I have a piece of MATLAB code which takes a 91x91 patch of pixels from an image and apples HOG to extract its feature vectors. I would like to rewrite the function in Python. I've been struggled for a while trying to find out how to get the same HOG return values in Python as it was in MATLAB but failed to do so. I will be really appreciate if you can provide any help.
The VLFeat library(http://www.vlfeat.org/overview/hog.html) is used in the MATLAB code and I am using scikit-image in Python(http://scikit-image.org/docs/dev/api/skimage.feature.html?highlight=peak_local_max#skimage.feature.hog).
In Matlab,the input 'im2single(patch)' is a 91*91 array, while the returned data type of Hog is 4*4*16 single.HoG is applied using a cell size of 23 and the number of orientation of 4.
hog = vl_hog(im2single(patch),23, 'variant', 'dalaltriggs', 'numOrientations',4) ;
The returned data is 4*4*16 single, which can be displayed in the form of:
val(:,:,1) =
0 0 0 0
0 0 0 0
0 0.2000 0.2000 0.0083
0 0.2000 0.2000 0.0317
....
val(:,:,16) =
0 0 0 0
0 0 0 0
0 0 0.0526 0.0142
0 0 0.2000 0.2000
Then the result is flattened into a 256*1 feature vector manually. To sum up, in a 91*91 patch of pixels, a 256*1 feature vector is extracted. Now I want to get the same result in Python.
In my Python code, I tried to apply HOG with the same cell size and number of orientations.The block size is set to (1,1)
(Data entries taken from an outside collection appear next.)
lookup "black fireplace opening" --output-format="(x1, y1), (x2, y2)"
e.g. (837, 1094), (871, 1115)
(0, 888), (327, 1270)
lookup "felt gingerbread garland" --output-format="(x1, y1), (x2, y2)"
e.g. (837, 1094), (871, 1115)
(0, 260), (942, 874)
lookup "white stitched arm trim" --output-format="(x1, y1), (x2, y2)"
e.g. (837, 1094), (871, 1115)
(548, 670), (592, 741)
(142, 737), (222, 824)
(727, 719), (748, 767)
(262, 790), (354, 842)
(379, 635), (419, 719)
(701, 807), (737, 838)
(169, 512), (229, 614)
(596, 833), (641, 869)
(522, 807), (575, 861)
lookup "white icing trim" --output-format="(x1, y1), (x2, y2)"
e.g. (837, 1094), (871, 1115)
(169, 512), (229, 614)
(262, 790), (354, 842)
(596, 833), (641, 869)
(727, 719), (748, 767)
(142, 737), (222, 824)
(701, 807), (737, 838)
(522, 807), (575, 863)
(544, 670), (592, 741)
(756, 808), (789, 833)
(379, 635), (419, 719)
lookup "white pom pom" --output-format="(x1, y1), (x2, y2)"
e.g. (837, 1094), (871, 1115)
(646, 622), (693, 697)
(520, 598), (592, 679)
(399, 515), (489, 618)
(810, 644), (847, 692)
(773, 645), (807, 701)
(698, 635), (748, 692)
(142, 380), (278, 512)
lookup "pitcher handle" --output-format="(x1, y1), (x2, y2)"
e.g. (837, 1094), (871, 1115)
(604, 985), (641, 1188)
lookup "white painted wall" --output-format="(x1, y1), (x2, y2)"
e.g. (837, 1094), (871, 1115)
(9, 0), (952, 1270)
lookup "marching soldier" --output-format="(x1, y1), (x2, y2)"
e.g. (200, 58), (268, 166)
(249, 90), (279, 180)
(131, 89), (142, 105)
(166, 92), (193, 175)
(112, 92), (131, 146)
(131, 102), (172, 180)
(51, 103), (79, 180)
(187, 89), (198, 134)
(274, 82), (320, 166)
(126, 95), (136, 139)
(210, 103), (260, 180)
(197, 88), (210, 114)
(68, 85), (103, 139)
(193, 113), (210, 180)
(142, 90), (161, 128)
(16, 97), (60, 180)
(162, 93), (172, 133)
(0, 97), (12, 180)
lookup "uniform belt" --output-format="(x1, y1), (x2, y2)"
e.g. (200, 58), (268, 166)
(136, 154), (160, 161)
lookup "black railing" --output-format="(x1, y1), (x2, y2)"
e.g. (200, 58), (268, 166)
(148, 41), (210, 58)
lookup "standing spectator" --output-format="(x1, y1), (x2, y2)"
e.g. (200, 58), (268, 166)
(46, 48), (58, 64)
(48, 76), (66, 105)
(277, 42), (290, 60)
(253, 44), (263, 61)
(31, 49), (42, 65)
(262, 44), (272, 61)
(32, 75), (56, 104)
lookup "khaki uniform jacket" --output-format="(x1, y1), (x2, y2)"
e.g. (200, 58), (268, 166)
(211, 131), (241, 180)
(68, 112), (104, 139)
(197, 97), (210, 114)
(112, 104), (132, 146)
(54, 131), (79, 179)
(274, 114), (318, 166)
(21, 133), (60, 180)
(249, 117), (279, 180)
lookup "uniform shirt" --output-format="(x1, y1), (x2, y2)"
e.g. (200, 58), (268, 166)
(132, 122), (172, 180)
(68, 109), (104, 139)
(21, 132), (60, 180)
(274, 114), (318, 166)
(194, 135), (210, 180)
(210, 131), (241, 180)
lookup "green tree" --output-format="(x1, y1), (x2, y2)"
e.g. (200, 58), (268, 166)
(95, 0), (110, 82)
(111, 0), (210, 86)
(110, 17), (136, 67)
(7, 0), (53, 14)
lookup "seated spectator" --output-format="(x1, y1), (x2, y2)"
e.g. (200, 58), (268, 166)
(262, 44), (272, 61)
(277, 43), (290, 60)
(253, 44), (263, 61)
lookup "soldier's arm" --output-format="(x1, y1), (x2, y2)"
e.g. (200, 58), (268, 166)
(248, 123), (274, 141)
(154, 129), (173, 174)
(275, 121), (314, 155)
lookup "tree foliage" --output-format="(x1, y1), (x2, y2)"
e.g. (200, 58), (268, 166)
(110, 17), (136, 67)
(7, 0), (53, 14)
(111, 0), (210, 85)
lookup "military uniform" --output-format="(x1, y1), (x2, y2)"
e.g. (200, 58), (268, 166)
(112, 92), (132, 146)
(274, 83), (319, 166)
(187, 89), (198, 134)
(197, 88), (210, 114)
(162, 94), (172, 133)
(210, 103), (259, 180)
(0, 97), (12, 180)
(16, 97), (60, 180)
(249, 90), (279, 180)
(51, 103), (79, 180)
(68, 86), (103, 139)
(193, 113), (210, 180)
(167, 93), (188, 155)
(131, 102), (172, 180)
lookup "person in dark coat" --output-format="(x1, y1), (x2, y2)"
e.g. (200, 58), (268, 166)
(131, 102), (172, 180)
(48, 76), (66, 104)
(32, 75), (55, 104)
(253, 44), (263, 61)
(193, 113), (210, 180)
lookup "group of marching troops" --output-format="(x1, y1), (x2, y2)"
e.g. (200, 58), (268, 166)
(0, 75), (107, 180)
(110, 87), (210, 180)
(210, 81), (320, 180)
tc = hog(repatch, orientations=4, pixels_per_cell=(23,23), cells_per_block= (1,1), visualise=False, normalise=False)
I appended the size of the patch to 92*92, so the patch size is the integer multiple of the cell size. The input array is now called 'repatch'. However, the output 'tc' is a 64*1 array(the gradient histograms is flattened to the feature vector)
tc.shape
(64,)
Then I looked into the Skimage source code,
orientation_histogram = np.zeros((n_cellsy, n_cellsx, orientations))
orientation_histogram.shape
(4, 4, 4)
Here the n_cellsx is: number of cells in x and n_cellsy is: number of cells in y. It seems like the output of the Hog is highly related to the dimension of the orientation_histogram.
The actual dimension of the HoG returned valued is determined by:
normalised_blocks = np.zeros((n_blocksy, n_blocksx,by, bx, orientations))
Where n_blocksy, n_blocksy are calculated by:
n_blocksx = (n_cellsx - bx) + 1
n_blocksy = (n_cellsy - by) + 1
n_cellsx is: number of cells in x,the value of which is 4 here, so is n_cellsy; bx,by is cells_per_block, which is (1,1); orientations is 4 in this case.
It seems like the size of returned value (normalised_blocks) is calculated by 4*4*1*1*4 (n_blocksy * n_blocksx * by * bx * orientations)
I've tried to change the block size but still cannot get what I was expected... (while the block size is (2,2) the returned value is a 144*1 array)
Can anyone please help... How can I get the same Hog output as in Matlab? Many thanks.